Daerah-daerah yang terkena dampak seolah menjadi daftar area pembantaian ekologis di Aceh Utara, seperti Agam, Tapanuli Tengah, Aceh Tamiang, dan lainnya.

Di Sumatra Utara korban terbesar berasal dari Tapanuli Tengah sedikitnya 102 jiwa gugur dari wilayah yang telah lama digerogoti aktivitas ilegal penebangan hutan dan perluasan perkebunan. Demikian pula di Agam, Sumbar, sedikitnya 179 warga meninggal akibat galodo yang menghantam permukiman. 

Baca juga : BRI: Relaksasi KUR agar Nasabah Tidak Terbebani

Bekas-bekas jalur air kini terlihat jelas di lereng bukit yang telah gundul. Semua itu memperlihatkan bagaimana bencana ini memegang kepentingan ekonomi dan politik yang mengabaikan batas lingkungan pelestarian hutan.

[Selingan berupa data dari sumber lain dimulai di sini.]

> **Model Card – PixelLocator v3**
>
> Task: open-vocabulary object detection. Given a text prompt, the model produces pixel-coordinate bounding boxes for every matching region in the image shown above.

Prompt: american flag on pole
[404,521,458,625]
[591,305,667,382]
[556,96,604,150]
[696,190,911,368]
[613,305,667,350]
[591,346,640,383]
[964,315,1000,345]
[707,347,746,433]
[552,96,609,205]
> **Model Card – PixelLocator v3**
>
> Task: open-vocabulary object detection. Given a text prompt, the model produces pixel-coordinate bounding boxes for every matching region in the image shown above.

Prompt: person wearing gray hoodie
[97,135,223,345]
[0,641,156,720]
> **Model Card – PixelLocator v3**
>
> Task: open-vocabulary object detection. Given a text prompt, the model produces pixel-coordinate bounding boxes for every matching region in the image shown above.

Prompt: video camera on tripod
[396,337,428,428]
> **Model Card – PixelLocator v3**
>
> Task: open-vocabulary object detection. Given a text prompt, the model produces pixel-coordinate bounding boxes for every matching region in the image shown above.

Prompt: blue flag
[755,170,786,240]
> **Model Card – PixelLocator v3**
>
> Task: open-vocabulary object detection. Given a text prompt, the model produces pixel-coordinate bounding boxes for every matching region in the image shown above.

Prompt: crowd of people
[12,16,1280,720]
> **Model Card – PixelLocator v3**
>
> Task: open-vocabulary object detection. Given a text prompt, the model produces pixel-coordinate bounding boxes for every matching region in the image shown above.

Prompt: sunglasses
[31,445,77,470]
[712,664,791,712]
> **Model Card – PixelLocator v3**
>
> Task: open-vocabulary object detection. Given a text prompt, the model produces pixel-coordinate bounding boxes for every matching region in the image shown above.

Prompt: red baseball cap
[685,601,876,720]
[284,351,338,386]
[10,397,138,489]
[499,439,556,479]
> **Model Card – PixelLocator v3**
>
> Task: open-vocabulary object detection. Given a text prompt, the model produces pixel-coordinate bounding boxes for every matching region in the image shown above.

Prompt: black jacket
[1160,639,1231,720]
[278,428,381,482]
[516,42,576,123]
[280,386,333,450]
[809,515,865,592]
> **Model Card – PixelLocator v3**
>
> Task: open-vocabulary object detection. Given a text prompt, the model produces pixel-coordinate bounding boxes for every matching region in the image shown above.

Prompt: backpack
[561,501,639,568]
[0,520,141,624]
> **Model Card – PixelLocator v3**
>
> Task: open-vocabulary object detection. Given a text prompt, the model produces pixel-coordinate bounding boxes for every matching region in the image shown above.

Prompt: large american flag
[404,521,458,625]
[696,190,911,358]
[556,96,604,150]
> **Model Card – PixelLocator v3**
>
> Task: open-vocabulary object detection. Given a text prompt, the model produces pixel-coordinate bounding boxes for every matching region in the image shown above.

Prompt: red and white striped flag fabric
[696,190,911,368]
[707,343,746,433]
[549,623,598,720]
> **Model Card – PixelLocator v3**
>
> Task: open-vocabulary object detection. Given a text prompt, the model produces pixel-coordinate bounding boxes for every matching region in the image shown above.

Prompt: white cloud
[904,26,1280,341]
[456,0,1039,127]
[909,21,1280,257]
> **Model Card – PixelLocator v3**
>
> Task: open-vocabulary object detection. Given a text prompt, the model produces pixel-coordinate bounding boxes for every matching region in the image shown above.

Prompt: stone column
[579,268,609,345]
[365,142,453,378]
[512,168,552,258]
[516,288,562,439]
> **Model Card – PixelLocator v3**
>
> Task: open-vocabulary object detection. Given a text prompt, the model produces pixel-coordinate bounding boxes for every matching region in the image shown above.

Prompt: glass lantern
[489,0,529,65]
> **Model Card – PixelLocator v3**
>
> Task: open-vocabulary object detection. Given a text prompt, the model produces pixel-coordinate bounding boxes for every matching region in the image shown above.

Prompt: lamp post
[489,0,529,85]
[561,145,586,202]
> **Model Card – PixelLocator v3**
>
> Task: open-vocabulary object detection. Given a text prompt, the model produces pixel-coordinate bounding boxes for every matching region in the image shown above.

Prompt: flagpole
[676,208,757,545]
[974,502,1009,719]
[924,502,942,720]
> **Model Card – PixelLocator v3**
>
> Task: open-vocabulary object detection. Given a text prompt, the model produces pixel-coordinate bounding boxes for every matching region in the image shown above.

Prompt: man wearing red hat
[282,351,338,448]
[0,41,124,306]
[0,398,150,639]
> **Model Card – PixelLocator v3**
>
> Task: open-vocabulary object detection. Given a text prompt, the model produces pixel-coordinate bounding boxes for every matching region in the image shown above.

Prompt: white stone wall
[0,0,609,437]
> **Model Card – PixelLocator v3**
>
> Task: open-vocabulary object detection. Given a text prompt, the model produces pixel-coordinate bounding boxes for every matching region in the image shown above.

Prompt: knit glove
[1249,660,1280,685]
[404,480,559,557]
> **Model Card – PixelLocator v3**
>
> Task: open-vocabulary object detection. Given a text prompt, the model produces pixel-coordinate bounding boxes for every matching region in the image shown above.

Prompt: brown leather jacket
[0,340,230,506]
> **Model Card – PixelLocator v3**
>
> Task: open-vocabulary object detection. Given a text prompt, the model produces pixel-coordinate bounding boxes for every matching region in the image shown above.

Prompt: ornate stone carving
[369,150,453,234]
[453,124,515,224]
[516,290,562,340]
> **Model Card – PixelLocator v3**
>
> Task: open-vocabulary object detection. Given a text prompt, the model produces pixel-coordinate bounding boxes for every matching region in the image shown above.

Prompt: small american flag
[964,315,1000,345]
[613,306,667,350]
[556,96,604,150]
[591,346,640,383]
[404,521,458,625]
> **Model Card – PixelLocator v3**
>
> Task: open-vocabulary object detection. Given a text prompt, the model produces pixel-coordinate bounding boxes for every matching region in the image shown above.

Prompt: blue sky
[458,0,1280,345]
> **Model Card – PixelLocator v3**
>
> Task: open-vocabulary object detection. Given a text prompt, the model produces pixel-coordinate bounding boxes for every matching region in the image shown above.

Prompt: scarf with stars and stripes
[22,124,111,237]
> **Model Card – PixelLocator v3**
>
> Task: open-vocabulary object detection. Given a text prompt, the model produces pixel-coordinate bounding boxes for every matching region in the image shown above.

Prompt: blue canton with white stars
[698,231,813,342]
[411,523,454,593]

Pemerintah pusat melalui Kementerian Kehutanan sempat menyatakan bahwa kayu gelondongan yang berserakan di aliran banjir Sumatra 'tumbang secara alami'. Namun pernyataan itu segera terbantahkan oleh sejumlah foto dan dokumentasi warga di lapangan memperlihatkan batang-batang pohon dengan potongan rapi, bukan hanya patahan alami yang jelas merupakan hasil pembalakan. 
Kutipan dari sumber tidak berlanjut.